The correct starting location of a program

Question about which tools to use, bugs, the best way to implement a function, etc should go here. Don't forget to see if your question is answered in the wiki first! When in doubt post here.
Post Reply
icecoder
Posts: 16
Joined: Tue Jun 15, 2010 3:28 am

The correct starting location of a program

Post by icecoder »

Hi,
after a bunch of days spent reading the intel manuals and learning on how segmentation works in pmode, I managed to set a correct gdt and enter prot mode, now I am in front of a big question mark....

How does a C program know where it is located?
Ok that can sound a strange question, let me explain in a few steps what I want to do:

1) I created a LBR that looks in my fat16 disk (image) for a file called BOOT.BIN
2) BOOT.BIN enables a20, saves the bios memory map, sets a gdt and enables pmode.
3) Then, it should load my C kernel from the disk image using a small driver written on the fly for the occurrence.

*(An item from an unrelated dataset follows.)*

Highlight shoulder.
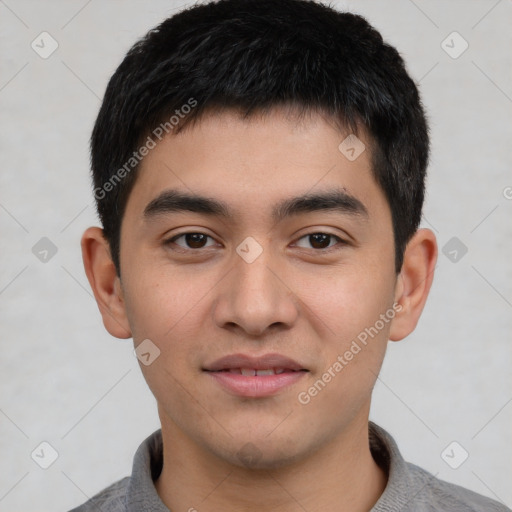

But imagine a unuseful kernel like this:

Code: Select all

void main()
{
goto hello;
(2 megabytes of space here)
hello:
other_code();
}
There are 2 megabytes between the jump and the label, so it should use a far jump, but how does it computes the absolute address of the 'hello' label? using assembler I just add the starting address to the relative one, in order to obtain the absolute address.. but how does C know where the program is located?

Something to do with the loader?

(Hope you're able to understand what I tried to explain..)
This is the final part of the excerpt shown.